Между нами повисла тишина. Но это была не прежняя напряженная, враждебная тишина. Она была наполнена невысказанными словами. Его рука в моих волосах, его взгляд, полный боли и странной близости. Его признание цены. И моя слабость, выставленная напоказ, но не осуждаемая.
– Ты… тоже заплатил, – прошептала я, глядя на его повязку. – За то, что прикрыл меня тогда.
Он кивнул, коротко.
– Долг платежом красен, – сказал он грубо, но в его глазах не было прежней жестокости. Была усталая ирония. И что-то еще. Что-то, от чего по спине пробежал теплый, тревожный трепет. – Ты вытащила меня с того света после того удара. Ликарх говорил, ты… светилась. Как лучик в этой грязной лачуге. Пока не потеряла сознание. – Он сделал паузу, вглядываясь в мои глаза. – Вот и я теперь сижу тут, как нянька. Круг замкнулся.
– Не очень хорошая я нянька, – я попыталась шутить, но голос дрогнул. Слезы подступили к глазам от слабости, от боли, от этого невыносимого облегчения быть понятой. Хотя бы отчасти.
Он не засмеялся. Его пальцы снова задвигались по моим волосам, убирая непослушную прядь со лба. Прикосновение было таким простым, таким человеческим, что я до сих пор не могла сопоставить того Ксанфа, и этого, который проявлял заботу.
– Достаточно хорошая, – пробормотал он. Голос его был низким, чуть хриплым. Он смотрел мне в глаза. И в этом взгляде, помимо боли и усталости, теплился крошечный, едва уловимый огонек чего-то теплого. Что-то, что не имело ничего общего с его темной стороной. Что-то, напоминавшее теплое прикосновение его руки. – Просто лежи. Выздоравливай. Я… буду рядом.
Эти слова и прозвучали как признание того, что его путь теперь немыслим без меня.
Я закрыла глаза, чтобы сдержать нахлынувшие слезы. Тепло его руки в волосах, его присутствие рядом, его тихое «я буду рядом» – все это было настолько нереальным и волшебным, что мне казалось, я все еще сплю.
И я была слишком слаба, чтобы сопротивляться.
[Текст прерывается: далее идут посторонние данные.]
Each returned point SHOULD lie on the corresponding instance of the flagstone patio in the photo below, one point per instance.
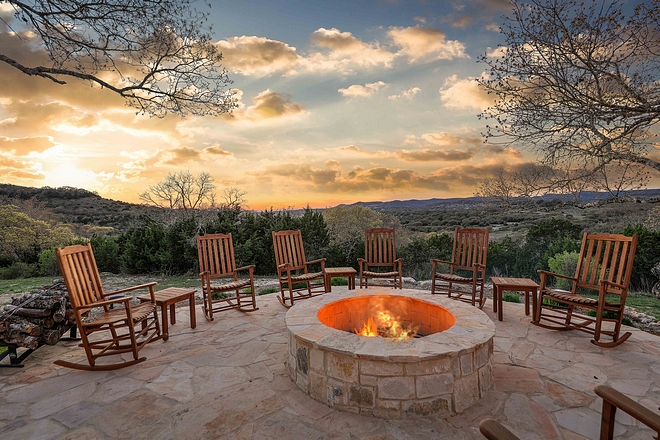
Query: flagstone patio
(227, 379)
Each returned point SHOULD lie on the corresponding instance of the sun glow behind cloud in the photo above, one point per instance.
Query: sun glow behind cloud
(329, 111)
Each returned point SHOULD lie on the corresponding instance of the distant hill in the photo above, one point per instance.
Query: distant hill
(77, 206)
(466, 202)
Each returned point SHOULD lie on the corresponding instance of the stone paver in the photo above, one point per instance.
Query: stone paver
(228, 379)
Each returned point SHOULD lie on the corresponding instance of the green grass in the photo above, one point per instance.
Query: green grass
(511, 297)
(610, 315)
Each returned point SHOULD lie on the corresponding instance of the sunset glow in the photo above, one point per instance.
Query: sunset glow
(338, 102)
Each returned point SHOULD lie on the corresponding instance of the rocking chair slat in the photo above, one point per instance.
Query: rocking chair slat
(605, 266)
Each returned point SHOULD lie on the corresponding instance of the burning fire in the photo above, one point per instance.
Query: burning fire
(387, 326)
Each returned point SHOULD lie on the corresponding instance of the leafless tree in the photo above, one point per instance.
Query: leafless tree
(579, 83)
(233, 198)
(183, 191)
(157, 54)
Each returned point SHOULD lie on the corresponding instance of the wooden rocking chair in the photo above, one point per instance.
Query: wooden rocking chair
(379, 253)
(292, 269)
(468, 257)
(604, 266)
(119, 318)
(216, 260)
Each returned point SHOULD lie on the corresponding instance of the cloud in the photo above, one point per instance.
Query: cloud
(462, 21)
(444, 139)
(406, 94)
(464, 94)
(344, 53)
(327, 180)
(179, 156)
(257, 55)
(24, 146)
(498, 52)
(424, 43)
(215, 150)
(428, 155)
(365, 91)
(266, 105)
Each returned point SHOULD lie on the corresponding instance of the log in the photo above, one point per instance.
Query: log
(27, 312)
(39, 317)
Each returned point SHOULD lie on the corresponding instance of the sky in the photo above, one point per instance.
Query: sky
(340, 101)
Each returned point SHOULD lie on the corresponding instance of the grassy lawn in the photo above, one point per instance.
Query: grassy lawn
(10, 287)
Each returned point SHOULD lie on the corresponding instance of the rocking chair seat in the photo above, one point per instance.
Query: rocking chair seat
(230, 286)
(453, 278)
(563, 295)
(370, 274)
(307, 276)
(138, 313)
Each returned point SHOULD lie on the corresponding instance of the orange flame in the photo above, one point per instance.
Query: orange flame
(368, 328)
(387, 327)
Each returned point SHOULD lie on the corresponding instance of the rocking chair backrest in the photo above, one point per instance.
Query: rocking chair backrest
(606, 257)
(289, 249)
(470, 247)
(80, 274)
(216, 254)
(380, 247)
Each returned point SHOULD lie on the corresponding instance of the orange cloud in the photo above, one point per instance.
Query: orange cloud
(217, 151)
(24, 146)
(365, 91)
(421, 42)
(257, 55)
(427, 155)
(267, 105)
(406, 94)
(444, 139)
(464, 94)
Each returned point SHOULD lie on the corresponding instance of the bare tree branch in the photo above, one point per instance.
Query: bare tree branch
(578, 84)
(157, 54)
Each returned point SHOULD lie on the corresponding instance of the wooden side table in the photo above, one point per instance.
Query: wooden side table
(169, 297)
(525, 285)
(331, 272)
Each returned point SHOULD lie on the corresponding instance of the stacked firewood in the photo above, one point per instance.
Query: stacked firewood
(39, 317)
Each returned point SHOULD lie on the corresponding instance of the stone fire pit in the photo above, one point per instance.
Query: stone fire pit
(443, 372)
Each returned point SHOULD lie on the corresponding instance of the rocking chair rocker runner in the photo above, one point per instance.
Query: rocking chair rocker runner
(380, 252)
(292, 269)
(216, 260)
(124, 322)
(469, 257)
(604, 266)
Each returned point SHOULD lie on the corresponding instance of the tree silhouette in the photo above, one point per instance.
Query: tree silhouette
(156, 54)
(579, 84)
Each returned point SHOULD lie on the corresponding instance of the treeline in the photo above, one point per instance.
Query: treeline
(154, 246)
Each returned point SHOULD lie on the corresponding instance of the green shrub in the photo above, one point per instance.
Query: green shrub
(340, 281)
(611, 315)
(18, 270)
(564, 264)
(48, 265)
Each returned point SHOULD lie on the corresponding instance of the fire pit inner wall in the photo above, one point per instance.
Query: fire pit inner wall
(444, 372)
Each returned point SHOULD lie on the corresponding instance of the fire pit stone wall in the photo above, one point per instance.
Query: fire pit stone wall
(443, 373)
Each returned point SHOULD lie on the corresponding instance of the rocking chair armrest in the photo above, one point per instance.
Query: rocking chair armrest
(250, 268)
(629, 406)
(117, 300)
(613, 284)
(129, 289)
(545, 273)
(283, 267)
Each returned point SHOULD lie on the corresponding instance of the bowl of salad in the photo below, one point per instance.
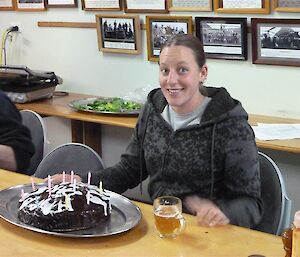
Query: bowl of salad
(107, 105)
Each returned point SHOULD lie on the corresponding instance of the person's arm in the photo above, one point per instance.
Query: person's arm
(7, 158)
(240, 203)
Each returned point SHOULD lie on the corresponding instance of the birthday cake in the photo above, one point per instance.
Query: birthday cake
(67, 207)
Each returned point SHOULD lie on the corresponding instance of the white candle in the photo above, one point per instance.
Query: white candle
(72, 176)
(89, 178)
(49, 185)
(32, 184)
(22, 194)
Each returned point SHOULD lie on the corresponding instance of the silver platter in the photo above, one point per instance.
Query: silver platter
(124, 216)
(74, 104)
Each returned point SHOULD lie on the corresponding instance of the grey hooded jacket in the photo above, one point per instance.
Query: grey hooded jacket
(217, 159)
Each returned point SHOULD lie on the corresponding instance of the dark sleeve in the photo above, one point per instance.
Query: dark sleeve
(127, 172)
(242, 202)
(14, 134)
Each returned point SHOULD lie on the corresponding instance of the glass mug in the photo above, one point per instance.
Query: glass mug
(169, 221)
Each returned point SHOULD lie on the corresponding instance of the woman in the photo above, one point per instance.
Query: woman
(194, 142)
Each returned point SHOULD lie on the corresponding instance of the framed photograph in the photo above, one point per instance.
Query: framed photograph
(119, 33)
(61, 3)
(223, 38)
(190, 5)
(276, 41)
(31, 5)
(242, 6)
(161, 28)
(102, 5)
(7, 5)
(287, 5)
(146, 6)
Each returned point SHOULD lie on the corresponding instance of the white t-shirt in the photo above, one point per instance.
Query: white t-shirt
(178, 121)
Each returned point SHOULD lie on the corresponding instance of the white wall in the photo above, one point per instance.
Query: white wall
(73, 54)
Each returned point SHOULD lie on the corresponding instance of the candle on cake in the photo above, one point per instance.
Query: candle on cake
(72, 176)
(32, 184)
(49, 185)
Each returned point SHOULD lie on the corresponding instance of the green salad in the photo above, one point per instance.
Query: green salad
(115, 104)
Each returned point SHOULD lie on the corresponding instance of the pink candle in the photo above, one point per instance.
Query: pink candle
(22, 193)
(72, 176)
(89, 178)
(88, 197)
(32, 184)
(100, 187)
(49, 185)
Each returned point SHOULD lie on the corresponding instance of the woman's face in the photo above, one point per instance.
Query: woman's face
(179, 78)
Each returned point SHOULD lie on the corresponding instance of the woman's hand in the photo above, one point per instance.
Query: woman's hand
(57, 178)
(206, 211)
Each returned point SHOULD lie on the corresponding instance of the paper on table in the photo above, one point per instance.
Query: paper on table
(276, 131)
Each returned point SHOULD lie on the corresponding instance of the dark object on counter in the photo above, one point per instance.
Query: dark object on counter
(22, 84)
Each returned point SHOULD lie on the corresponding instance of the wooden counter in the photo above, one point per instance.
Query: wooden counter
(141, 241)
(86, 127)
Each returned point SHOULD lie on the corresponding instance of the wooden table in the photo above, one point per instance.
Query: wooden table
(86, 127)
(141, 241)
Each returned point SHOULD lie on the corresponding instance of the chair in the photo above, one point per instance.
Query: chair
(277, 205)
(135, 193)
(34, 122)
(67, 157)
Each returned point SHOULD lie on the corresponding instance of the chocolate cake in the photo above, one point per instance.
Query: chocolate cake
(67, 207)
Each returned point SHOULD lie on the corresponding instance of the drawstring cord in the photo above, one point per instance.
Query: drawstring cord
(212, 162)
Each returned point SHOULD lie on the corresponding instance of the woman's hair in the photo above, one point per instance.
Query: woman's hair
(189, 41)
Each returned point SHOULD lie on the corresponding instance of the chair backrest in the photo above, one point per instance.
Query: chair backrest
(34, 122)
(277, 205)
(67, 157)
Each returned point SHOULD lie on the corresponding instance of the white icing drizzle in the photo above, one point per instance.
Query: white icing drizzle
(56, 203)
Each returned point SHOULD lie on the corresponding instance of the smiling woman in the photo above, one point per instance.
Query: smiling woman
(193, 142)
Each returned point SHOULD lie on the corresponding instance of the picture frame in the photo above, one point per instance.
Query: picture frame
(160, 28)
(61, 3)
(145, 6)
(101, 5)
(242, 6)
(7, 5)
(119, 33)
(276, 41)
(286, 5)
(188, 5)
(223, 38)
(30, 5)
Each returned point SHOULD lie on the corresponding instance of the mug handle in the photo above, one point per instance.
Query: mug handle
(182, 223)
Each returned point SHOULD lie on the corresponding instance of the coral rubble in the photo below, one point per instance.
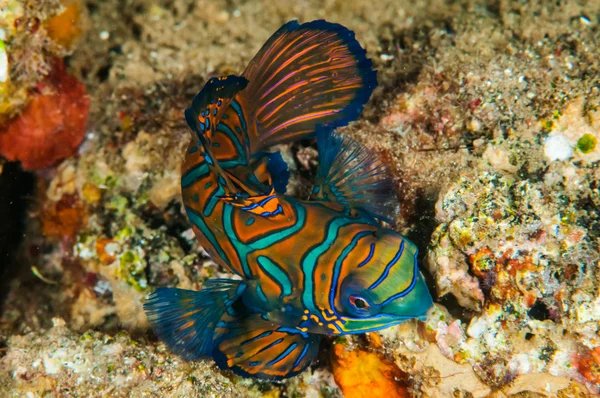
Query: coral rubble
(488, 115)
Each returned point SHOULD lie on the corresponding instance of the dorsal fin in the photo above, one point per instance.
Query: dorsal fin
(350, 174)
(210, 103)
(305, 76)
(202, 117)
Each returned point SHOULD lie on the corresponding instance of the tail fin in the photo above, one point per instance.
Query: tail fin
(350, 174)
(305, 76)
(186, 320)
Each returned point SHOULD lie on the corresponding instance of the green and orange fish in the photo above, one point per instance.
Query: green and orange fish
(307, 268)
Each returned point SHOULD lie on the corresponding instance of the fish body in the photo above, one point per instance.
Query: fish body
(307, 268)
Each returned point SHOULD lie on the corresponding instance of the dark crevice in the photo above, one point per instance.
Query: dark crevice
(15, 186)
(539, 311)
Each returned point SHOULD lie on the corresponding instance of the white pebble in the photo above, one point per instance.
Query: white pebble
(558, 147)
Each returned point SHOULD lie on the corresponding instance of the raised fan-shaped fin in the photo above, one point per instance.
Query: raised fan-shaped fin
(262, 205)
(186, 320)
(305, 76)
(254, 347)
(271, 169)
(350, 174)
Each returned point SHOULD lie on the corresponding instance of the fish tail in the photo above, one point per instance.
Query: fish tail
(186, 320)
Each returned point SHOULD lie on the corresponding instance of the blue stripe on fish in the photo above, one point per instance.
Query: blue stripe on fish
(277, 274)
(386, 271)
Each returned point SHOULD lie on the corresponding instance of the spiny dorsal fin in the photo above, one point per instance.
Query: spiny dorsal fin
(209, 104)
(350, 174)
(305, 76)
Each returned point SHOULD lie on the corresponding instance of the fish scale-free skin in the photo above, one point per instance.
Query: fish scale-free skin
(323, 266)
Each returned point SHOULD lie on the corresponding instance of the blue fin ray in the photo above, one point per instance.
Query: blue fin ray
(350, 174)
(185, 320)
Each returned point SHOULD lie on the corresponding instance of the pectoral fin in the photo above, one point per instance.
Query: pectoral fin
(186, 320)
(256, 347)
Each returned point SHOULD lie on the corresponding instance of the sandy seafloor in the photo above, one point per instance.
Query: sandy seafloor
(487, 114)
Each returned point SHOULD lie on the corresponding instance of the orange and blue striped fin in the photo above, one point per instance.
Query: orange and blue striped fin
(271, 170)
(305, 76)
(208, 106)
(255, 347)
(350, 174)
(261, 205)
(186, 320)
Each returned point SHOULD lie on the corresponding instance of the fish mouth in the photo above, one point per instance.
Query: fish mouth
(374, 323)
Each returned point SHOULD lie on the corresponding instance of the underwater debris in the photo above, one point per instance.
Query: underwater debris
(574, 132)
(364, 374)
(56, 361)
(588, 364)
(52, 125)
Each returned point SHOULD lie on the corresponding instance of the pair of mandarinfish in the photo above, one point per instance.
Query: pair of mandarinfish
(307, 268)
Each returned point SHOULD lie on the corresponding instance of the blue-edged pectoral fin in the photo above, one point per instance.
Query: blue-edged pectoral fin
(186, 320)
(255, 347)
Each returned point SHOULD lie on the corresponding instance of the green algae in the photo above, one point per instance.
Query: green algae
(587, 143)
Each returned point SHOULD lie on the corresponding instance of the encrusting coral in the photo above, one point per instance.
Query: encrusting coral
(487, 115)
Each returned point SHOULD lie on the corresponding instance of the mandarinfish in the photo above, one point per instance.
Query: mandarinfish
(308, 268)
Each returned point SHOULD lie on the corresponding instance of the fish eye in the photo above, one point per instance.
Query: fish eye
(359, 302)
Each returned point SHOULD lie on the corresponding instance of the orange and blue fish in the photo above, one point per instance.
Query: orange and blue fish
(306, 268)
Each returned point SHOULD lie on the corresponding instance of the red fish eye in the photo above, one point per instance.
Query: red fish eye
(359, 302)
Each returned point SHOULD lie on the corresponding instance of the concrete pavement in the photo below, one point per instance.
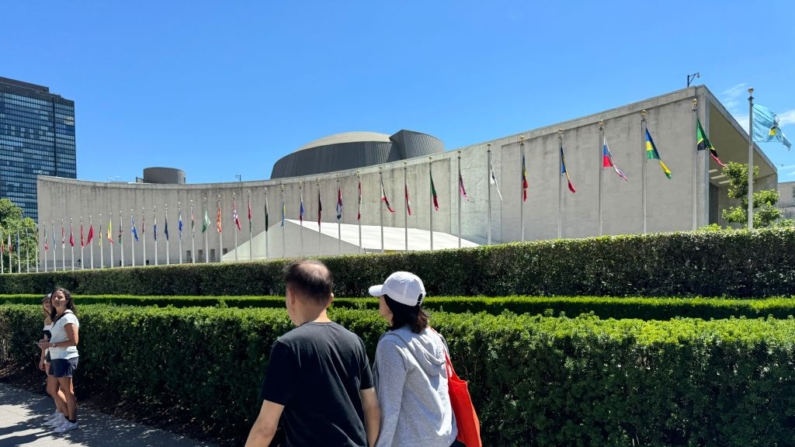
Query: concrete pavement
(21, 424)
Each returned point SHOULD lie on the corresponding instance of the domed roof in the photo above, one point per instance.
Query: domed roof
(348, 137)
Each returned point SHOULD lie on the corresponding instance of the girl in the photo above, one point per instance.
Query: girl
(63, 354)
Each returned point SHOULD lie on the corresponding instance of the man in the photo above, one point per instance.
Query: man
(318, 375)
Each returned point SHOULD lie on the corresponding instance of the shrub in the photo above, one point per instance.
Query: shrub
(534, 380)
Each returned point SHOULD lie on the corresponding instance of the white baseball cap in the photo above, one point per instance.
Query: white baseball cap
(404, 287)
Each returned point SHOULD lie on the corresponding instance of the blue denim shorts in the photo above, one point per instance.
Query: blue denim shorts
(63, 367)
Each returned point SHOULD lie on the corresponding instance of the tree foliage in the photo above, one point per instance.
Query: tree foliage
(765, 211)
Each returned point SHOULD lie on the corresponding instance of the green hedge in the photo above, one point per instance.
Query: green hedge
(733, 264)
(619, 308)
(534, 380)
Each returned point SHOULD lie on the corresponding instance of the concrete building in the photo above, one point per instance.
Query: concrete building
(37, 137)
(690, 199)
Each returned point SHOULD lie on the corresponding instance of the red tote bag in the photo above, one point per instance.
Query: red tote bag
(461, 401)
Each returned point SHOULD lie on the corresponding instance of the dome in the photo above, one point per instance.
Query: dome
(347, 137)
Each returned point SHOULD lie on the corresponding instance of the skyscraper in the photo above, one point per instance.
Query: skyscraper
(37, 137)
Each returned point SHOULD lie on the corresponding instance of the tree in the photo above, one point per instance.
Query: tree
(12, 224)
(765, 211)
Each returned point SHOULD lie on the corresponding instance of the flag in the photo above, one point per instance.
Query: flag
(525, 183)
(461, 189)
(385, 199)
(133, 229)
(235, 217)
(218, 219)
(359, 214)
(607, 160)
(563, 170)
(652, 154)
(301, 210)
(493, 181)
(319, 208)
(205, 221)
(249, 213)
(434, 197)
(766, 126)
(339, 203)
(705, 144)
(408, 203)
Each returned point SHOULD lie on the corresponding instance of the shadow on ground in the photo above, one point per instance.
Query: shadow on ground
(22, 415)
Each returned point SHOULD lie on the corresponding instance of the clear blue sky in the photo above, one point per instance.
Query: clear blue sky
(203, 85)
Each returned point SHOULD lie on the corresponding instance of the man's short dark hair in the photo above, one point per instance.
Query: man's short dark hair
(310, 279)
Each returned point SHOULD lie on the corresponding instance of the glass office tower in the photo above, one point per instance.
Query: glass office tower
(37, 137)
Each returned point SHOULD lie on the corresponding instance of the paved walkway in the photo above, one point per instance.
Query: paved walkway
(22, 414)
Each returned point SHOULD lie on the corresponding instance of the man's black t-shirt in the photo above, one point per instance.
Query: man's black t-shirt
(316, 371)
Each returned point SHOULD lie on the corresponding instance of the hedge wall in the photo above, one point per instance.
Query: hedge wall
(619, 308)
(535, 380)
(727, 263)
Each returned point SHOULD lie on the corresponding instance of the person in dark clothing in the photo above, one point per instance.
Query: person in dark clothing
(318, 379)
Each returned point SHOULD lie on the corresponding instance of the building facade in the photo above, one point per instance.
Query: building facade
(37, 137)
(603, 204)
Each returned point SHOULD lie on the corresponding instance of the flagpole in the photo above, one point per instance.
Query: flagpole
(192, 235)
(339, 219)
(250, 241)
(521, 189)
(430, 172)
(165, 232)
(143, 234)
(121, 242)
(750, 158)
(179, 229)
(132, 237)
(560, 184)
(267, 219)
(406, 208)
(71, 239)
(220, 233)
(643, 142)
(695, 167)
(27, 252)
(206, 236)
(381, 206)
(488, 193)
(319, 218)
(600, 143)
(82, 247)
(359, 219)
(90, 226)
(284, 228)
(154, 232)
(300, 216)
(459, 199)
(234, 224)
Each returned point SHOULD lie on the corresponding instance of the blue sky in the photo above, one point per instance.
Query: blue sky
(221, 89)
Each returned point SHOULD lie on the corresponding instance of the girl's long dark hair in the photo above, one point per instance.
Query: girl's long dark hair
(70, 304)
(403, 315)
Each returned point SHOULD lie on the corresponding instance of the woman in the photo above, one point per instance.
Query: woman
(44, 361)
(63, 354)
(409, 370)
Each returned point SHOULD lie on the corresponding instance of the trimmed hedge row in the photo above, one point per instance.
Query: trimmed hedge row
(534, 380)
(619, 308)
(746, 264)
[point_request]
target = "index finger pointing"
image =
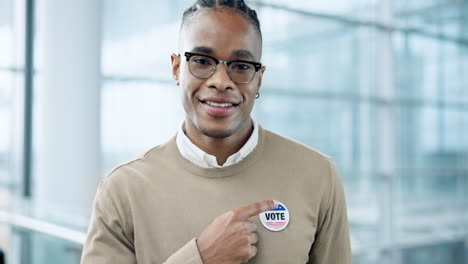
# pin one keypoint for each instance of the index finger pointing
(245, 212)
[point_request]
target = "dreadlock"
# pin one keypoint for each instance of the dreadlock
(232, 5)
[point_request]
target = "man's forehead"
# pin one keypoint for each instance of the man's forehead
(226, 34)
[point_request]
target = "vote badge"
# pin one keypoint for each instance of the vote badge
(276, 219)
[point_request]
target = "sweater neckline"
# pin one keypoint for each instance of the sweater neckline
(219, 172)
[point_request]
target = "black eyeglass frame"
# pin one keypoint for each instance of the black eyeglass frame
(257, 65)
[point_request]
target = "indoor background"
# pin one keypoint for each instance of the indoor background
(381, 86)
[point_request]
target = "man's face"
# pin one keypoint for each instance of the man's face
(225, 36)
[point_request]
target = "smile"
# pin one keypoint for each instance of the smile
(219, 109)
(218, 104)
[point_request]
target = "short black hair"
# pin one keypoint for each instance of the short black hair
(232, 5)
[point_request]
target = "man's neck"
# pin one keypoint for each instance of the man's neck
(221, 148)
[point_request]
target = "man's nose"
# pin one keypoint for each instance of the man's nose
(220, 79)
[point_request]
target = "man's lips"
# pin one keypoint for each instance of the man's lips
(219, 100)
(219, 107)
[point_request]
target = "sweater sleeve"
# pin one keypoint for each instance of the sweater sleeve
(108, 243)
(332, 244)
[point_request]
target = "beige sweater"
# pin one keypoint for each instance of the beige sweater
(152, 209)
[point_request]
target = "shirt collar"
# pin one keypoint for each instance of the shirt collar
(199, 157)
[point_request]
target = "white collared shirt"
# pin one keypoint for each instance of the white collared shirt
(196, 155)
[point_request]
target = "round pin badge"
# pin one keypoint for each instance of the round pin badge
(276, 219)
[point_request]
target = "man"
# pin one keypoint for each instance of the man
(203, 197)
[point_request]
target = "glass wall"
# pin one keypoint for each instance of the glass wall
(380, 86)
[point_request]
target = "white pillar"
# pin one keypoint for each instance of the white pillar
(387, 138)
(67, 117)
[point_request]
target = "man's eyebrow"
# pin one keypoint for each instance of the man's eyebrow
(202, 49)
(244, 54)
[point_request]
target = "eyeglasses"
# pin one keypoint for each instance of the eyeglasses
(204, 66)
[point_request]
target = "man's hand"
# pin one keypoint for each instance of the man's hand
(230, 238)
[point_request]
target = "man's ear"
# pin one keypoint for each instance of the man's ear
(260, 76)
(175, 59)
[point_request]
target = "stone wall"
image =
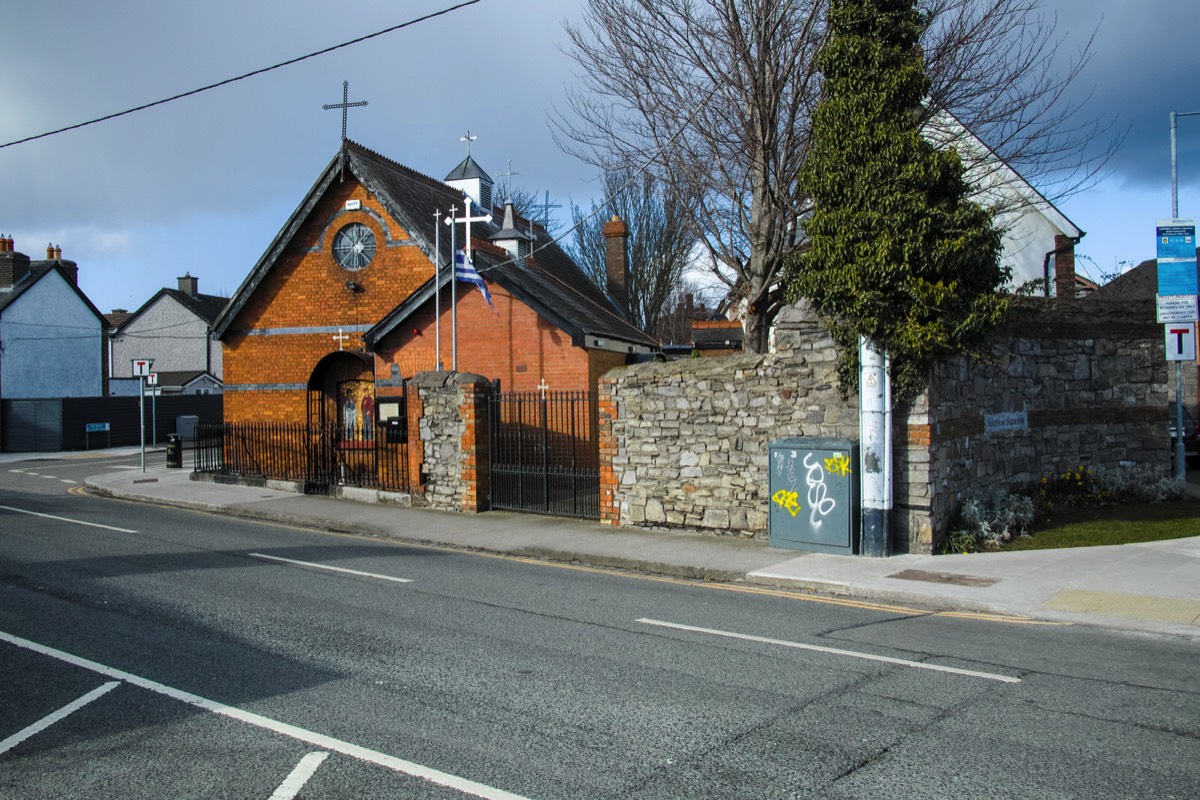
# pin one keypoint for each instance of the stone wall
(449, 415)
(1066, 383)
(690, 439)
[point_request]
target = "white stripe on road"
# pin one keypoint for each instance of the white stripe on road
(78, 522)
(333, 569)
(299, 776)
(282, 728)
(835, 651)
(61, 714)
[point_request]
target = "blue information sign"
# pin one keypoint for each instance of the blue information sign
(1177, 257)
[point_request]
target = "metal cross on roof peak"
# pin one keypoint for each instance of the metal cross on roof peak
(468, 139)
(345, 104)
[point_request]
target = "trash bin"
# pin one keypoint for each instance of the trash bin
(174, 451)
(185, 426)
(814, 495)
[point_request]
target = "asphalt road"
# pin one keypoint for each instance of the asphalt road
(150, 653)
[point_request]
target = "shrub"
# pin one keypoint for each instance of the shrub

Слишком изранена, чтобы отвергнуть эту опасную, тревожную, человеческую близость. Я просто лежала, чувствуя его руку, слушая его ровное дыхание, и позволяла этому теплу окутывать меня, как целебный сон.
Зная, что когда я снова открою глаза, мир уже не будет прежним.
И он – тоже.
***
Дни текли медленно, как густой мед, пропитанный запахом сосны, дыма костра и боли. Мои силы вернулись. Хлорис, хоть и ослабленная, снова тихо журчала под грудью, затягивая мелкие царапины, снимая остаточную дрожь в мышцах. Но на его груди, под грубыми бинтами, которые я меняла каждый день, рана заживала упрямо и медленно. Края оставались воспаленными, сочилась сукровица, несмотря на мази и мои тихие молитвы к Хлорис. Каждый раз, снимая старую повязку, я видела, как он стискивает зубы, как напрягаются мышцы шеи, но не издавал ни звука.
Словно молчание защищало его от внешнего мира.
На третий день перевала, вечером мы сидели у потрескивающего костра на краю нашего убогого лагеря. Ликарх варил какую-то невнятную похлебку в походном котле. Грот, его нога в лубках, ковырял ножом кусок дерева. Щербатый чистил свою сбрую. Атмосфера была… странно мирной. Напряжение первых дней после нападения сменилось усталой рутиной.
– Эй, девчонка, – Ликарх вдруг протянул мне деревянную миску, наполненную парящей жижей. Его голос был лишен привычной едкой насмешки. – Держи. Первая порция. Здоровее будешь – быстрее нашего кровопийцу на ноги поставишь.
Он не ухмыльнулся. Просто смотрел и в его взгляде было подобие уважение себе равной, о котором он говорил Ксанфу. Я взяла миску, кивнув.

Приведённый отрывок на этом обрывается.